When we define an algebra for a functor that happens to be a monad, it would be nice for this algebra to interact sensibly with return and join. For instance, you can apply return to a value of the algebra’s carrier type to obtain a default container of that type. Evaluating such a container should be trivial — it should give you back the same value:

(1) alg . return == id

For instance, in the list monad return creates a singleton list, so we want the algebra to extract the value from a singleton without modifying it in any way.

alg [a] =
(alg . return) a =
id a =

Now let’s consider a container of containers of the carrier type. We have two ways of collapsing it: we can fmap our algebra over it — in other words, evaluate all the sub-containers — or we can join it. Expecting to get the same result in both cases would be asking a lot (but we get something like this in the Kleisli category later). We can demand though that, for an algebra to be compatible with a monad, the two resulting containers at least evaluate to the same thing:

(2) alg . fmap alg == alg . join

Let’s see what this condition means for lists, where join is concatenation. We start with a list of lists and we apply two evaluation strategies to it: We can evaluate the sub-lists and then evaluate the resulting list of results, or we can concatenate the sub-lists and then evaluate the concatenated list.

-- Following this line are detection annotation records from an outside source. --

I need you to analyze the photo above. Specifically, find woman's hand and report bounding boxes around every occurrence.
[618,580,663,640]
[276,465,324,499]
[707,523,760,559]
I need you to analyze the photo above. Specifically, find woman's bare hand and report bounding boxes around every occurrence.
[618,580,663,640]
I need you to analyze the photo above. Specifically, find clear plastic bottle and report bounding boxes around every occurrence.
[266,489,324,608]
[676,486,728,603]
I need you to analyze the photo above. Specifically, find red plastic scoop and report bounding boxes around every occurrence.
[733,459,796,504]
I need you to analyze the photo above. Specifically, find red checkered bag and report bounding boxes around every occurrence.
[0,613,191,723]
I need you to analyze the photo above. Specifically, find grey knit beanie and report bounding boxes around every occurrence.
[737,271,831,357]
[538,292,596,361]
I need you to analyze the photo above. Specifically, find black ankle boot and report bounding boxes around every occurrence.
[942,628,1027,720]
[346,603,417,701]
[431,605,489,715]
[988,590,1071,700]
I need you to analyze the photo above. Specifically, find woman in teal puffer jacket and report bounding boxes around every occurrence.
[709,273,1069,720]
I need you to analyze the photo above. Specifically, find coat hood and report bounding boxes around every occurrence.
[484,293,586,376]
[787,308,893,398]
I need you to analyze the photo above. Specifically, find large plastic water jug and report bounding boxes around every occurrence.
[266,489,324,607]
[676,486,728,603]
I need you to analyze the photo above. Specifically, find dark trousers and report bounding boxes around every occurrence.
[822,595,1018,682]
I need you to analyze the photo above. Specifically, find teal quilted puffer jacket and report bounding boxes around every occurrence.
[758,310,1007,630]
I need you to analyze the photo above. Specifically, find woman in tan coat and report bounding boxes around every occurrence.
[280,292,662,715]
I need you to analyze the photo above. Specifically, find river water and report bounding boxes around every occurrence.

Guess what, our condition is equivalent to imposing associativity on the algebra. Think of the action of the algebra on a two-element list as some kind of “multiplication.” Since the concatenation of [a, [b, c]] is the same as the concatenation of [[a, b], c], these two must evaluate to the same value. But that’s just associativity of our “multiplication.”

How much can we extend this analogy with multiplication? Can we actually produce a unit element? Of course: The action of the algebra on an empty list:

e = alg []

Let’s check it: Apply our compatibility conditions to the list [[a], []]. This is the left hand side:

(alg . fmap alg) [[a], []] = 
alg [alg [a], alg []] = 
alg [a, e]

And this is the right hand side:

(alg . join) [[a], []] = 
alg [a] = 

So, indeed, e is the right unit of our “multiplication.” You can do the same calculation for [[], [a]] to show that it’s also the left unit.

We have an associative operation equipped with a unit — that’s called a monoid. So any list algebra compatible with the list’s monadic structure defines a monoid.


An F-algebra that’s compatible with a monad (conditions (1) and (2) above), both built on the same functor, is called a T-algebra. I guess that’s because mathematicians replace F with T when they talk about monads. There may be many T-algebras for a given monad and in fact they form a category of their own.

This is not saying much, because requirements for a category are pretty minimal. You have to define arrows: here it would be homomorphisms of T-algebras. A homomorphism of algebras maps one carrier into another in such a way as to preserve the action.

In Haskell, a homomorphism of algebras would just be a function h from one carrier type to another such that:

h    :: A -> B
alg  :: F A -> A
alg' :: F B -> B

h . alg == alg' . fmap h

Here, alg and alg' are the two actions with carrier types A and B, respectively, and F is the functor. What this means is that, if you have a container of As you can evaluate it using alg and then apply h to it and get a B, or you can apply h to the contents of the container using fmap and then evaluate the resulting container of Bs using alg'. The result should be the same in both cases.

This is a pretty standard way of defining homomorphisms for any structure, not just an algebra. Homomorphisms behave like functions: they are composable and there always is an identity homomorphism for every algebra, so they indeed turn T-algebras into a category — the so called Eilenberg-Moore category.

Remember what I said about the compatibility between join and alg? They both take down one layer of containment. Other than that, they are very different: join is a polymorphic natural transformation — it operates on the structure of the container, not its contents. An F-algebra operates on the contents and is defined only for a specific type.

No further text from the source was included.